Voice

Voice turns Agentcy into a spoken interface. You speak; STT transcribes; the agent loop runs; TTS synthesizes a reply; everything streams over WebRTC or a long-lived WebSocket.

Feature-gated behind AGENTCY_FEATURES_VOICE=true. Route group: /api/v1/voice/*.

Providers

Role	Provider	Default?
STT	Deepgram Nova-2	yes
STT	Google Cloud	—
STT	Azure	—
TTS	ElevenLabs	yes
TTS	Deepgram Aura	—
TTS	Azure	—

Pick via env:

env

AGENTCY_FEATURES_VOICE=true
VOICE_STT_PROVIDER=deepgram
VOICE_TTS_PROVIDER=elevenlabs
DEEPGRAM_API_KEY=…
ELEVENLABS_API_KEY=…
ELEVENLABS_VOICE_ID=EXAVITQu4vr4xnSDxMaL

Start a session

bash

curl -X POST http://localhost:8080/api/v1/voice/sessions \
  -H "authorization: Bearer $TOKEN" -H 'content-type: application/json' \
  -d '{
    "realm":"infrastructure",
    "voice_id":"EXAVITQu4vr4xnSDxMaL",
    "audio":{
      "sample_rate": 24000,
      "vad":         true,
      "noise_suppression": true
    },
    "limits":{"max_duration_secs": 1800}
  }'

Response:

json

{
  "session_id":"vs_01HABC…",
  "ws_url":"wss://your-agentcy/voice/sessions/vs_…/ws?token=…"
}

Connect the browser to ws_url and send audio frames (PCM16LE at the declared sample rate). Received frames are TTS audio; you play them back.

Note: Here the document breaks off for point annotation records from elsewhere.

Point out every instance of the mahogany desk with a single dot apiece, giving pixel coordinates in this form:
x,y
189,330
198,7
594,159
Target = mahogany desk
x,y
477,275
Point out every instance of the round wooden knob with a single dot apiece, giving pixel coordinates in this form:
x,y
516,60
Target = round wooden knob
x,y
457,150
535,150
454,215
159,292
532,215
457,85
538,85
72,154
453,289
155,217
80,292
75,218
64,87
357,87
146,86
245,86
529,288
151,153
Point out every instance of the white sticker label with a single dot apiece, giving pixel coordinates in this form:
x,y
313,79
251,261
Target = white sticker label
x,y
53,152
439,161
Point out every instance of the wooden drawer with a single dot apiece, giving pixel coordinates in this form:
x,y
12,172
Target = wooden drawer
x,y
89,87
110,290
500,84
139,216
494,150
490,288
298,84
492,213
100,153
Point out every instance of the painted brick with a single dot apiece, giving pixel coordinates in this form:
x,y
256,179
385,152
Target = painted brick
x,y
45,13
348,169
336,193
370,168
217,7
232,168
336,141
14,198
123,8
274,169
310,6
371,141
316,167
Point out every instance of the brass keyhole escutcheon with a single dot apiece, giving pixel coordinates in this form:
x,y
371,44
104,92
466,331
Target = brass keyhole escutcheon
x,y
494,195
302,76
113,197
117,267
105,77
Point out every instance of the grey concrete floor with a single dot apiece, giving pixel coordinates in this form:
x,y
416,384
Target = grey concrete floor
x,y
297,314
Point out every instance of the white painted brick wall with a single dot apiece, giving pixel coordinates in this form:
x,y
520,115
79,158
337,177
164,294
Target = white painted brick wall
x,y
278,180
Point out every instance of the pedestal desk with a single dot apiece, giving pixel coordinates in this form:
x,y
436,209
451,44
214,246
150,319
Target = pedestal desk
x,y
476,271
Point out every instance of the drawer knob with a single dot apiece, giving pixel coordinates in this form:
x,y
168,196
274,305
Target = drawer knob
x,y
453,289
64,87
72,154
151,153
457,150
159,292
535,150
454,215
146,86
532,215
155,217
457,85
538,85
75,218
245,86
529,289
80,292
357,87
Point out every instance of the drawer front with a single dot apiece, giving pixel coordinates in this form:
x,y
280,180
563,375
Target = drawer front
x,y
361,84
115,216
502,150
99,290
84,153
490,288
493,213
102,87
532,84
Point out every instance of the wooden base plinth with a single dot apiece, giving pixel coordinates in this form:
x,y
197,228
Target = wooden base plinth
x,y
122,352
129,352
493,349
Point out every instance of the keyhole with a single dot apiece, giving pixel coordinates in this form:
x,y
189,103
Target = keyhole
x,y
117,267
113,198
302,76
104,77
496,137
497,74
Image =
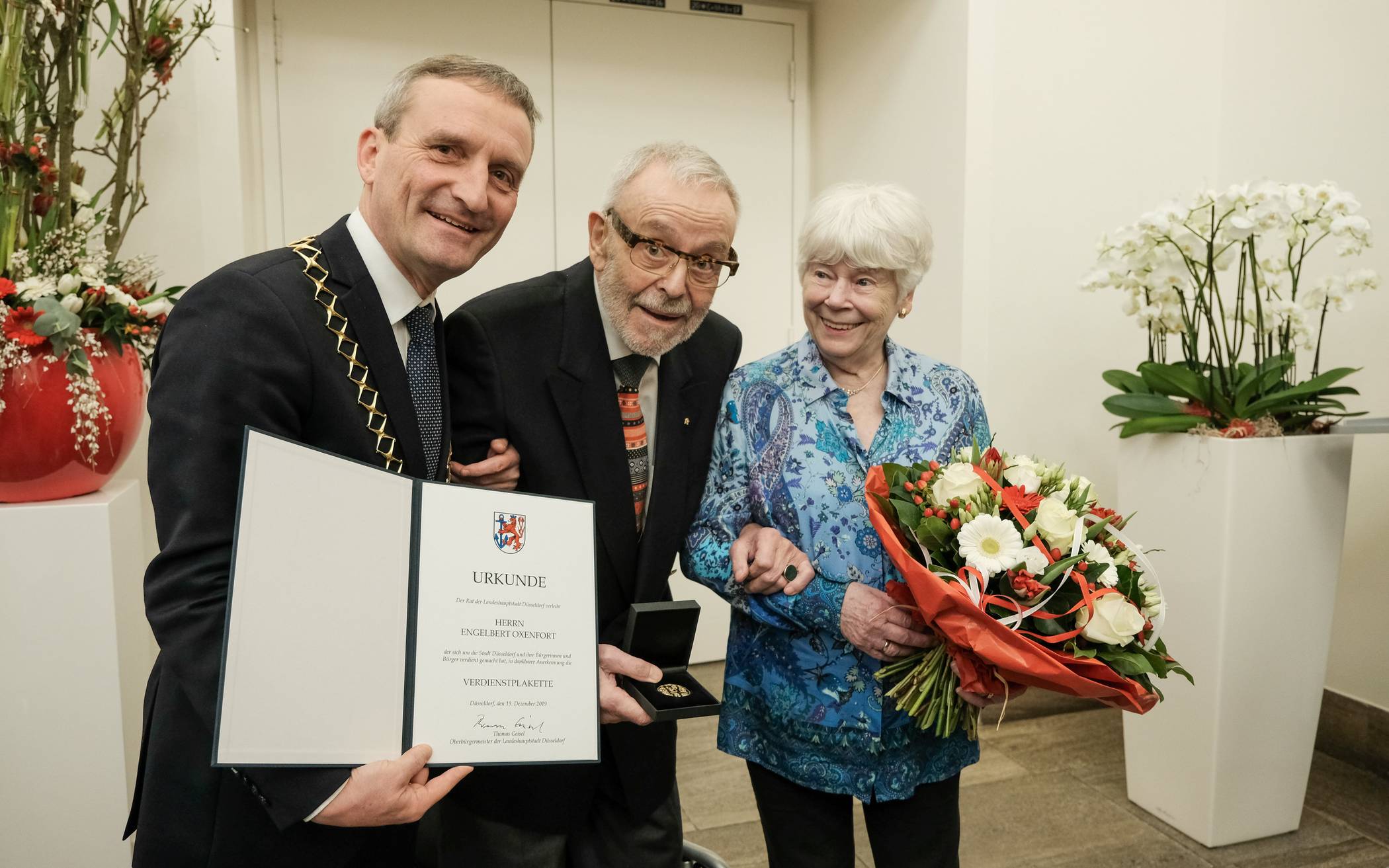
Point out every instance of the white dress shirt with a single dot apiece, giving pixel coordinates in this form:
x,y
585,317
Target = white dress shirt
x,y
645,393
398,296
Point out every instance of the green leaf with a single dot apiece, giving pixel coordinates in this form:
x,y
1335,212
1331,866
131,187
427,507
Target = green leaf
x,y
1058,569
1127,663
1175,379
1099,527
1156,424
1303,389
1078,652
1141,406
909,514
1126,381
934,533
1259,381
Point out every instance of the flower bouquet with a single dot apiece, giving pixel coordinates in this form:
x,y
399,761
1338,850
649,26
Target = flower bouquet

The browser stack in frontend/lib/voice/ implements the full client — use that as the reference implementation.

Message model

Voice inherits the chat agent loop. Every turn:

User audio → STT partials → interim transcript shown in the UI.
VAD detects end-of-utterance → finalize transcript.
Transcript goes to the agent loop like a regular chat message.
Agent response content deltas → TTS → audio frames back.
Tool calls and approvals: raised as banners in the UI; speech pauses until resolved.

Interruptions (barge-in)

When the agent is speaking and the user starts speaking again:

VAD fires on user-start.
Client sends interrupt frame.
Server cancels in-flight TTS, waits for user utterance, processes it.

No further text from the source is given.